An international team involving researchers from the Institute of Virology and Immunology (IVI) of the Federal Food Safety and Veterinary Office BLV and the University of Bern, the Centers for Disease Control and Prevention (USA), and the Friedrich-Loeffler Institute (Germany), has developed an approach that can accurately assess the transmissibility of new virus mutants.
This new approach can be used to test any single mutation or a specific combination of mutations that are present in a number of currently circulating viral variants. The IVI relies on a cloning technique developed in Bern a year ago, in which SARS-CoV-2 viruses can be exactly reproduced in the laboratory. The British virus, for example, is known to have not just one but often more than 14 mutations, eight of which occur in the spike protein.
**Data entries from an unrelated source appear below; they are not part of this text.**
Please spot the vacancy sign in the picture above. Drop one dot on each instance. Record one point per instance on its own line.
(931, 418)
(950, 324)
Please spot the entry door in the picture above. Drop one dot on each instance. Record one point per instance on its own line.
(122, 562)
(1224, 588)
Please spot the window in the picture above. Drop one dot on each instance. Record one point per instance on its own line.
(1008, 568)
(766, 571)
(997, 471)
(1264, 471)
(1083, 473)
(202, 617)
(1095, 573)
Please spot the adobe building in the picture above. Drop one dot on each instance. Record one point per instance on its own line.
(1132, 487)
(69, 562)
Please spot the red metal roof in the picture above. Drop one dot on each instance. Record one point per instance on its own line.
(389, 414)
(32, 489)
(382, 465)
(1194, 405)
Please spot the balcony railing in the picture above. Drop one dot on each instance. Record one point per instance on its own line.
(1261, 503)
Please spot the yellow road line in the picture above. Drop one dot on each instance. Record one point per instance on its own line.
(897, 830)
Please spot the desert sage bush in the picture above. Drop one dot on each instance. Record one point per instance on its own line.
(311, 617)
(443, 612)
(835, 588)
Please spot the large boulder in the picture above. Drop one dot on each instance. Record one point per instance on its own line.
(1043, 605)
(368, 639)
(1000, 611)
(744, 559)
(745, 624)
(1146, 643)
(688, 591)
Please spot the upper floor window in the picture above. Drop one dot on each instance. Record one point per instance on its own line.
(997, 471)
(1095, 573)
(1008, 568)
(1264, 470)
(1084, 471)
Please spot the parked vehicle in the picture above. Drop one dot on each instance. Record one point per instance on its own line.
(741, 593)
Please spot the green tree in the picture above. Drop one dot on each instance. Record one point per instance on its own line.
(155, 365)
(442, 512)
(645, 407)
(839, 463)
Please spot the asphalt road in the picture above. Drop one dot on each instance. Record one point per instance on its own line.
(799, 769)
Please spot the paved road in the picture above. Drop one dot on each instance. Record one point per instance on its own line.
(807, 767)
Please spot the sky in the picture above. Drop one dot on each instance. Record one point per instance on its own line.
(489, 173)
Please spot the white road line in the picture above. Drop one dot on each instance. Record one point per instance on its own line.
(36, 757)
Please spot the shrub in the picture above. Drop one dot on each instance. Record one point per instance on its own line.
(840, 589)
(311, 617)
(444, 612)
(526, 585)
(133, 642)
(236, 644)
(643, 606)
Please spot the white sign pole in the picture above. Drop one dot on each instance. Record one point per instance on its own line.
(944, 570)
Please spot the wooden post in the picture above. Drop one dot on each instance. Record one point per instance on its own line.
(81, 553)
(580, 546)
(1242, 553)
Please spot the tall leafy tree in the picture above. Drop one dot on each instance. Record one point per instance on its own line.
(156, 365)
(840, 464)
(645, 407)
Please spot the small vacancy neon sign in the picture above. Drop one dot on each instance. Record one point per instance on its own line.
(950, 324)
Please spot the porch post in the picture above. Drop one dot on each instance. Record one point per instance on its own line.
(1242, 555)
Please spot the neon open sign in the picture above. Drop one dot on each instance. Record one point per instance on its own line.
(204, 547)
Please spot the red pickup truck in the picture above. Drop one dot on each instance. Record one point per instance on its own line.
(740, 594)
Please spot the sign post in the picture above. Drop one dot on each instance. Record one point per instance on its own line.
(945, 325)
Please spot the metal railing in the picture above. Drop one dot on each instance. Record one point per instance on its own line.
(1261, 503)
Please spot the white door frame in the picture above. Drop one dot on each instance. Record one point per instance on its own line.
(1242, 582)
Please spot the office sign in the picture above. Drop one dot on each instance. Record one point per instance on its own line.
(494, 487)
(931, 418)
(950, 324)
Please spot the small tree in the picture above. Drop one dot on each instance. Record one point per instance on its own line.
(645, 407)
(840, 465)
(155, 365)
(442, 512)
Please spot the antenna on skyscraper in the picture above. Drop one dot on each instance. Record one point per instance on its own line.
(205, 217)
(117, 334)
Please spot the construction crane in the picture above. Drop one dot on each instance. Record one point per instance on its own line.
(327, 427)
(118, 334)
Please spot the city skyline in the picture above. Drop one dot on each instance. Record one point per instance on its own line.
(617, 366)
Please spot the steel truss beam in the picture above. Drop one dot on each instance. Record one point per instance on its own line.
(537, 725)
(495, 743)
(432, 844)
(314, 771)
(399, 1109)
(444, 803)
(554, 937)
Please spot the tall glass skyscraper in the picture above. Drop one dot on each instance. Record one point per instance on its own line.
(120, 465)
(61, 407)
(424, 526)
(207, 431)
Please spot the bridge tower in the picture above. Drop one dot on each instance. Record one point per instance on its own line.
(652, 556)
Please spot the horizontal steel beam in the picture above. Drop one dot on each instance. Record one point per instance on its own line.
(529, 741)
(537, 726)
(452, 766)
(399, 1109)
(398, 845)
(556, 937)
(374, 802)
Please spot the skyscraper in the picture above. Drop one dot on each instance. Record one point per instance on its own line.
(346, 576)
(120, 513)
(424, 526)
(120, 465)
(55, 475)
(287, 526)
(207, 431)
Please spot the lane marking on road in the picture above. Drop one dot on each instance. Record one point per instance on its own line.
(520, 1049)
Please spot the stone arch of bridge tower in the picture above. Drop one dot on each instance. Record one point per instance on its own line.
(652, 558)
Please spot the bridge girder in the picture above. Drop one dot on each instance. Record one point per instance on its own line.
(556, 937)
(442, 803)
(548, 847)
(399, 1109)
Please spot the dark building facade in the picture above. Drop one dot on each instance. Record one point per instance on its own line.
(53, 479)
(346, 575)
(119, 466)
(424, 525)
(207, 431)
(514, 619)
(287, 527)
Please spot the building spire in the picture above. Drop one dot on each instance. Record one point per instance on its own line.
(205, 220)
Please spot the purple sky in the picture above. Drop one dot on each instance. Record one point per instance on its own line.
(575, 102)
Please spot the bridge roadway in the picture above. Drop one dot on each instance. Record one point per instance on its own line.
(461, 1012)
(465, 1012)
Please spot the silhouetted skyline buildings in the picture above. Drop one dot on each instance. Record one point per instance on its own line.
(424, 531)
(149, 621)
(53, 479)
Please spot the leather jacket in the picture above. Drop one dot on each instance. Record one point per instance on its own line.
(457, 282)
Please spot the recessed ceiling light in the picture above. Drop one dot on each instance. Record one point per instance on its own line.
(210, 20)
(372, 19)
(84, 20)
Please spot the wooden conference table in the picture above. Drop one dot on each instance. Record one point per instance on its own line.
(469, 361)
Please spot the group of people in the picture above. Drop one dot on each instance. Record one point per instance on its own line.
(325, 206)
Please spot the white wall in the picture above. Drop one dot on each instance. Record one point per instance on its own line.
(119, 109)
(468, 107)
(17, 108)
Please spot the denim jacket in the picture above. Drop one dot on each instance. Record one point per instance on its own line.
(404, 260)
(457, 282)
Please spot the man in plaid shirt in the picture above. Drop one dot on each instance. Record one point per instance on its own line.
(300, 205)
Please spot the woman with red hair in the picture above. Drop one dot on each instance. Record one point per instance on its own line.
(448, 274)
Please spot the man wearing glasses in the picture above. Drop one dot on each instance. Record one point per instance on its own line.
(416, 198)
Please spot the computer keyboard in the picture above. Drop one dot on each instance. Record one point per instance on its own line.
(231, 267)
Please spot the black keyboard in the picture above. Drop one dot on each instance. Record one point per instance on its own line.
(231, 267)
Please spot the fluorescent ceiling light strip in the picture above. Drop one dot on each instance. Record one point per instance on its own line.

Therefore, with the help of the cloning technique, any number of mutations of variants can be reproduced and used to compete against each other in the established cell cultures and animal models. The results show how single mutations affect the fitness and transmissibility of new variants.
Similar research projects on infectious pathogens could also be carried out in the future at the newly established Multidisciplinary Center for Infectious Diseases and Immunity (MCIDI) at the University of Bern. Currently, the IVI is the only high-security laboratory in Switzerland where highly contagious animal diseases (such as foot-and-mouth disease or swine fever) can be diagnosed and researched.